Aetiology
Similar to pre-malignant skin tumours such as actinic keratoses, the incidence of non-melanoma skin tumours varies dramatically depending on skin phototype or constitutive pigmentation, cumulative sun exposure, and geographic latitude. In addition to solar ultraviolet (UV) exposure, other factors are known to increase the risk of squamous cell carcinoma (SCC), such as ionising radiation; burns; previous psoralen and UV-A light therapy; hereditary skin conditions; environmental toxins such as arsenic, soot, and tar; human papillomavirus; and some immunocompromised states.[21][22][23][24]

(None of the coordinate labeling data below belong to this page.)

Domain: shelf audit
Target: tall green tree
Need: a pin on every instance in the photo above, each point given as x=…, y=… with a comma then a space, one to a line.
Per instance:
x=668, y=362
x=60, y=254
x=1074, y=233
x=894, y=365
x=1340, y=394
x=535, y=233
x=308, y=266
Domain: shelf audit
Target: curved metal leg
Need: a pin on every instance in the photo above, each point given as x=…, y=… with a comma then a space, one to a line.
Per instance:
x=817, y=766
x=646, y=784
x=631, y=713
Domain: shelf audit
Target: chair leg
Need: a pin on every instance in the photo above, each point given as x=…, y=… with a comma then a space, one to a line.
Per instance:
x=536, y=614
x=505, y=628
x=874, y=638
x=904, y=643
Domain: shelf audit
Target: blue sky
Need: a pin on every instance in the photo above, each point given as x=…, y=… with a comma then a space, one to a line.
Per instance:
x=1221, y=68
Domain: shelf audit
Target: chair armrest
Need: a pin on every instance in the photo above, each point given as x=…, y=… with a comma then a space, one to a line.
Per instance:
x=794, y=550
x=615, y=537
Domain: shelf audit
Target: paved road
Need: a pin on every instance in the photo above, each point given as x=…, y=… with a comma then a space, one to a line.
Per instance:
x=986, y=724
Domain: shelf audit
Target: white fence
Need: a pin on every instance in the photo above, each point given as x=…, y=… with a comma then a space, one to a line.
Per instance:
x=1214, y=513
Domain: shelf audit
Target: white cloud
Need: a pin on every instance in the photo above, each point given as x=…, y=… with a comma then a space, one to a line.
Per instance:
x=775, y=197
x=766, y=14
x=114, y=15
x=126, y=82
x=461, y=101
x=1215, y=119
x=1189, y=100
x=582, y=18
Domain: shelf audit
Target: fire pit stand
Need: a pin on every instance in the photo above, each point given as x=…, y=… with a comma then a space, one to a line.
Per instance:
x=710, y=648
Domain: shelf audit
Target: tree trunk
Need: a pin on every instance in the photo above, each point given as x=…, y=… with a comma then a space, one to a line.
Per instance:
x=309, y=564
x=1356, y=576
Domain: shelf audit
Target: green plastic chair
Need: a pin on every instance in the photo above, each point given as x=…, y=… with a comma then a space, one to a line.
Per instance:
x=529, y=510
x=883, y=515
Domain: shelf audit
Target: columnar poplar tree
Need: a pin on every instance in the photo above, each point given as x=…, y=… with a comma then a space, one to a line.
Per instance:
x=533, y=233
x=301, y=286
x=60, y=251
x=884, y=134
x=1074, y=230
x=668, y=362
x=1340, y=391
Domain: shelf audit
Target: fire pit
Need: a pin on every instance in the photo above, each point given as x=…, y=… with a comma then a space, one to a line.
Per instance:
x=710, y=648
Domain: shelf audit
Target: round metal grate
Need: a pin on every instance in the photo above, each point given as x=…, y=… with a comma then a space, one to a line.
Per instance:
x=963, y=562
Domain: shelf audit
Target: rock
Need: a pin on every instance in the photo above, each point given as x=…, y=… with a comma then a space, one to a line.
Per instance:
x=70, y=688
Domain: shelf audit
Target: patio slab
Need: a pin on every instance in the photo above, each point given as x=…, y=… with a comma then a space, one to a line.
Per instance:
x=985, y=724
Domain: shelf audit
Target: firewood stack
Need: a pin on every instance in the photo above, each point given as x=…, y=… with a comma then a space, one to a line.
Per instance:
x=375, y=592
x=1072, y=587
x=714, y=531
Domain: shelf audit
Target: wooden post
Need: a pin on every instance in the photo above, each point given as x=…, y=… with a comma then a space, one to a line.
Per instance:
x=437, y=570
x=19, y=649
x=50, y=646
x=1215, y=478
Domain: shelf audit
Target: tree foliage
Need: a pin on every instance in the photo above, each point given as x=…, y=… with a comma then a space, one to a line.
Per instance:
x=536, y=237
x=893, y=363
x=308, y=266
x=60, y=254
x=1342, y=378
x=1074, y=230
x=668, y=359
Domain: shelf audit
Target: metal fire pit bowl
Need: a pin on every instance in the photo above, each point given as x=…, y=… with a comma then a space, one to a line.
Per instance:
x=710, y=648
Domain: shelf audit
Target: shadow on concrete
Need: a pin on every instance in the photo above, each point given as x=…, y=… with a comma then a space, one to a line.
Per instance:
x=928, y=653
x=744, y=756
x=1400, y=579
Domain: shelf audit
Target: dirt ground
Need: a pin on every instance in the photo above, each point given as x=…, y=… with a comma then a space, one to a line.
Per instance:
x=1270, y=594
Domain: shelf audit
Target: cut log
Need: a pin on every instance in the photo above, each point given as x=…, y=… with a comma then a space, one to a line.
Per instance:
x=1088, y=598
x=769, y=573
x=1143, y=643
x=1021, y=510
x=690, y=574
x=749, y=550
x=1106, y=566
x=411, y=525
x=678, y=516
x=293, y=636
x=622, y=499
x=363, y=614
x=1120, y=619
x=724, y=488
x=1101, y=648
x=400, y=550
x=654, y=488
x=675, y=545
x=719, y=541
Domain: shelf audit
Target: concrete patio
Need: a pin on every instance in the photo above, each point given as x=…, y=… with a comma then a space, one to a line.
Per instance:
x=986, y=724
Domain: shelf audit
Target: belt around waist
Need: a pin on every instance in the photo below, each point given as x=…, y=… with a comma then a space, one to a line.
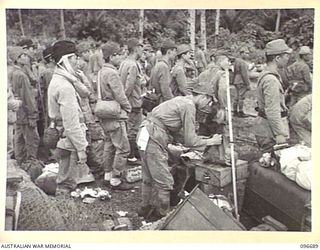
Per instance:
x=157, y=122
x=263, y=114
x=58, y=122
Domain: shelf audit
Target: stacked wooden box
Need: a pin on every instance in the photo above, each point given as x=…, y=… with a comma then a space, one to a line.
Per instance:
x=217, y=179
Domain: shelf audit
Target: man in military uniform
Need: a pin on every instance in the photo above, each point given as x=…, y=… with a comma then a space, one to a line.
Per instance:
x=300, y=76
x=200, y=58
x=26, y=133
x=241, y=81
x=117, y=146
x=271, y=125
x=84, y=53
x=161, y=125
x=179, y=80
x=130, y=73
x=64, y=109
x=160, y=74
x=300, y=119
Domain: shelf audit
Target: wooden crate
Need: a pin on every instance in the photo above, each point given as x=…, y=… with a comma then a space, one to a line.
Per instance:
x=227, y=191
x=218, y=175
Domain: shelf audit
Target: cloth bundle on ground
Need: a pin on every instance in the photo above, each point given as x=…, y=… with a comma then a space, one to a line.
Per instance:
x=95, y=152
x=33, y=167
x=150, y=100
x=47, y=180
x=296, y=164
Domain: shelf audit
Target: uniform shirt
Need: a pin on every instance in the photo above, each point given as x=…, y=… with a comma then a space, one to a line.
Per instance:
x=241, y=75
x=130, y=78
x=161, y=79
x=270, y=100
x=179, y=113
x=23, y=91
x=299, y=71
x=200, y=59
x=179, y=80
x=300, y=113
x=63, y=104
x=112, y=87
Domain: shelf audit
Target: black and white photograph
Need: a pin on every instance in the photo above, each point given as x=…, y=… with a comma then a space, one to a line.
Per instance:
x=159, y=119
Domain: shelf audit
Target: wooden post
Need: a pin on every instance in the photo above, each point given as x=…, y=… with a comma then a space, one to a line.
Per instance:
x=192, y=24
x=141, y=22
x=20, y=21
x=203, y=28
x=278, y=20
x=217, y=24
x=63, y=30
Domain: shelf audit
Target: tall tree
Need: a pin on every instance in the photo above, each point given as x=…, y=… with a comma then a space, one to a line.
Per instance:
x=217, y=24
x=278, y=20
x=63, y=29
x=192, y=24
x=141, y=22
x=203, y=28
x=21, y=23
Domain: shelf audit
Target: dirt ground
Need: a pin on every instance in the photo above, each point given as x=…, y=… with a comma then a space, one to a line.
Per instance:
x=92, y=217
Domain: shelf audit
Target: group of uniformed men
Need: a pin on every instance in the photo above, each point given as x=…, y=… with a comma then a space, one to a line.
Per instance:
x=190, y=92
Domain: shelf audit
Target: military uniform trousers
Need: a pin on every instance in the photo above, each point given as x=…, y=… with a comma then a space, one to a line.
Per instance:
x=116, y=146
x=26, y=142
x=157, y=180
x=238, y=102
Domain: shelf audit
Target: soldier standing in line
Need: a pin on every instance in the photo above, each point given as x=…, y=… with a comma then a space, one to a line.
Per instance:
x=300, y=117
x=241, y=81
x=200, y=58
x=179, y=80
x=117, y=146
x=26, y=133
x=271, y=125
x=160, y=75
x=131, y=75
x=65, y=111
x=299, y=75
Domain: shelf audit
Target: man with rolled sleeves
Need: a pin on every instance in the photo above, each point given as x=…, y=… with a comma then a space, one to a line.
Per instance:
x=200, y=58
x=300, y=76
x=179, y=80
x=117, y=146
x=241, y=81
x=26, y=133
x=271, y=125
x=84, y=53
x=300, y=119
x=130, y=73
x=64, y=110
x=161, y=126
x=160, y=74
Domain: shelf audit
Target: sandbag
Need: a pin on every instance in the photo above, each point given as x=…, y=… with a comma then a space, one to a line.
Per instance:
x=33, y=167
x=303, y=176
x=296, y=160
x=95, y=156
x=47, y=182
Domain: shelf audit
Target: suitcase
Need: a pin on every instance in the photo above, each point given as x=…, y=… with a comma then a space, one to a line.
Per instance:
x=271, y=193
x=198, y=212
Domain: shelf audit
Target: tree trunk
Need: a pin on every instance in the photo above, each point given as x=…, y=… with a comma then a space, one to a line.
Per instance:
x=278, y=21
x=192, y=28
x=141, y=22
x=20, y=21
x=62, y=28
x=203, y=29
x=217, y=24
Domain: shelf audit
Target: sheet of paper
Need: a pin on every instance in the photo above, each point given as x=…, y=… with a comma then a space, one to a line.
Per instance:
x=143, y=138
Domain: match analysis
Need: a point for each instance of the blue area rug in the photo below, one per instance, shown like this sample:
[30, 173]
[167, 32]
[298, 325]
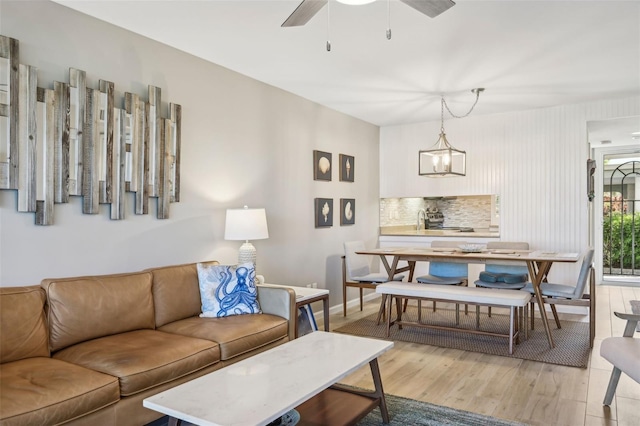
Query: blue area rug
[403, 411]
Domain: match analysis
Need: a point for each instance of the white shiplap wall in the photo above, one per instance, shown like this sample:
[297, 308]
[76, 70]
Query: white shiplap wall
[535, 160]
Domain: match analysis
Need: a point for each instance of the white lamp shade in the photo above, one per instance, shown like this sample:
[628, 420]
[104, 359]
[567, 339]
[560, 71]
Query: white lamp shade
[246, 224]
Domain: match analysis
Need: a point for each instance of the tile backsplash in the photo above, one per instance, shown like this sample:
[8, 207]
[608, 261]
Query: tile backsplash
[475, 211]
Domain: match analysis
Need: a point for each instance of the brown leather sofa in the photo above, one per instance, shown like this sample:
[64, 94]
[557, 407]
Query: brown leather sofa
[88, 350]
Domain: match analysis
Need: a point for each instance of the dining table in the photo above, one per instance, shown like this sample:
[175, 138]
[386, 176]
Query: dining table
[538, 262]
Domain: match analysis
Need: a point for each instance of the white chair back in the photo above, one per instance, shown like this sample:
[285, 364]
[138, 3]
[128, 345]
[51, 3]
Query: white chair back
[583, 278]
[357, 264]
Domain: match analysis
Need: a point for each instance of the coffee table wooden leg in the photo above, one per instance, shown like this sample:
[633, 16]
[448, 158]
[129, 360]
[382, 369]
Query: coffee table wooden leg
[325, 312]
[379, 392]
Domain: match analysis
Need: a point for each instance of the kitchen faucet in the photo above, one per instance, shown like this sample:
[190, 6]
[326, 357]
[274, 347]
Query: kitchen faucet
[423, 213]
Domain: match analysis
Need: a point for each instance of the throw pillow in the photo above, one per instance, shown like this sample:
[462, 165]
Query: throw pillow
[227, 290]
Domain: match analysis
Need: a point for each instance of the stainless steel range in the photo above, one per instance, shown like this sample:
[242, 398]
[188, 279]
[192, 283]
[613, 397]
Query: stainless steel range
[434, 219]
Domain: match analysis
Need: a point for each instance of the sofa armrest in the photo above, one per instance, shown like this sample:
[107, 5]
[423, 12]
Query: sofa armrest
[280, 301]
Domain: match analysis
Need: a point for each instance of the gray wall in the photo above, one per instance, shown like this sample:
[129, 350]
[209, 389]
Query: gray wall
[244, 142]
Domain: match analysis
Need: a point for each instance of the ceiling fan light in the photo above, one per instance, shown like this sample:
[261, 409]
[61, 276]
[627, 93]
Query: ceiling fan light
[356, 2]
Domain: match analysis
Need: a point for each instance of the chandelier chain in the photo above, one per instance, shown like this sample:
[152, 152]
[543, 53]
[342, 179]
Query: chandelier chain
[477, 92]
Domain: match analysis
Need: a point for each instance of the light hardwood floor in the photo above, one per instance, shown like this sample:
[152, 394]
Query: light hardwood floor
[526, 391]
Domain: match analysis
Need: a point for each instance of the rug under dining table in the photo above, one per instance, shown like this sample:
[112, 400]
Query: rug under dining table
[571, 341]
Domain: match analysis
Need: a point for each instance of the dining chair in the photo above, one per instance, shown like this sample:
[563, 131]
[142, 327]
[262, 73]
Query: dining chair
[562, 294]
[624, 353]
[356, 272]
[504, 275]
[444, 273]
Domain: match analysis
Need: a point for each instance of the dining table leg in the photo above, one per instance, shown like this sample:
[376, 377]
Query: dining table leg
[538, 272]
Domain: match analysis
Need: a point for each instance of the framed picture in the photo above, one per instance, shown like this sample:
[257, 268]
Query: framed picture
[347, 167]
[347, 211]
[306, 321]
[321, 165]
[324, 212]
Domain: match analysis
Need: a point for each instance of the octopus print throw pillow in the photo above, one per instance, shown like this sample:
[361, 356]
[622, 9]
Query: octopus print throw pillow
[227, 290]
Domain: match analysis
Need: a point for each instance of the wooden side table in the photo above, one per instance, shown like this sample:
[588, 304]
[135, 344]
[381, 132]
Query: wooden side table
[306, 296]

SCC arising only in the red inked areas within a multi-coloured tattoo has been described, suggesting that red tattoo ink in the skin may be an infrequent risk factor for developing SCC.[25]
Pathophysiology
SCC arises in keratinocytes that have undergone uncontrolled proliferation due to mutations and malignant transformation of the cells.[26] UV light is absorbed into the skin and can produce immediate erythema and sunburn, and over time, photo-ageing and skin cancers. Laboratory studies have shown that the UV-B region (290-320 nm) of the solar spectrum is primarily responsible for these effects.[27] Chronic UV exposure may cause mutations in cellular DNA. The accumulation of genetic abnormalities leads to malignant transformation, uncontrolled proliferation, and cancer formation.[28]
It is widely accepted that SCCs develop through a multi-step process that involves the activation of proto-oncogenes and/or inactivation of tumour suppressor genes.[29][30][31] The initial damage takes place in the DNA, after which DNA is repaired by a complex array of gene repair proteins.[32]
Research has produced some key insights into some of the underlying mechanisms of carcinogenesis.
Levels of PTEN (a tumour suppressor that functions as a negative regulator of AKT/p38 signalling) have been demonstrated to be reduced in SCC in mice. This also occurs in human actinic keratoses and SCCs, supporting a key role for PTEN in preventing human skin cancer formation and progression.[30]
Ciclosporin is associated with an increased risk of skin cancer, specifically SCC. It is thought to promote skin cancer through immunosuppression; however, studies suggest an immunosuppression-independent mechanism in skin carcinogenesis by promoting primary skin tumour growth in immune-deficient mice and keratinocyte growth in vitro as well as enhances keratinocyte survival from removal of extracellular matrix or UV-B radiation.[33] Ciclosporin may also impair the genomic integrity of keratinocytes in response to UV-B.[34]
Elevated vascular endothelial growth factor A (VEGF-A), which plays a key role in angiogenesis of human skin, is present in SCC. A micro RNA, miR-361, which regulates VEGF-A production, has been shown to be decreased in SCC compared with normal skin and might play a role in skin cancers.[35]
Other pathways have been implicated in the pathogenesis of cutaneous SCC, for example:[36][37][38][39]
Elevated expression of COX-2
Elevated expression of CXCR7
Upregulation of CD109
Point mutation of KNSTRN
Classification
Types of SCC
Actinic keratosis: precursor lesions to SCCs
SCC in situ (Bowen's disease): confined to outer layer of skin
Invasive SCC: spread into deeper layers of skin
Metastatic SCC: spread to other parts of body
The following are variants of SCC.
Keratoacanthoma:
Presents as a rapidly growing, dome-shaped nodule with a central keratin-filled crater.
Usually grows over weeks to months and involutes after 2-3 months.
There is debate about the malignant potential of keratoacanthomas, but most dermatologists prefer to excise these tumours, as many consider them to be a well-differentiated variety of SCC.[1][2]
Verrucous carcinoma:
Can be locally destructive but rarely metastasises.
Lesions appear as exophytic, fungating, verrucous nodules, or plaques on skin or mucosa.
Further subdivided based on its location: oral cavity (oral florid papillomatosis or Ackerman's tumour); anogenital region (Buschke-Lowenstein tumour); plantar foot (epithelioma cuniculatum).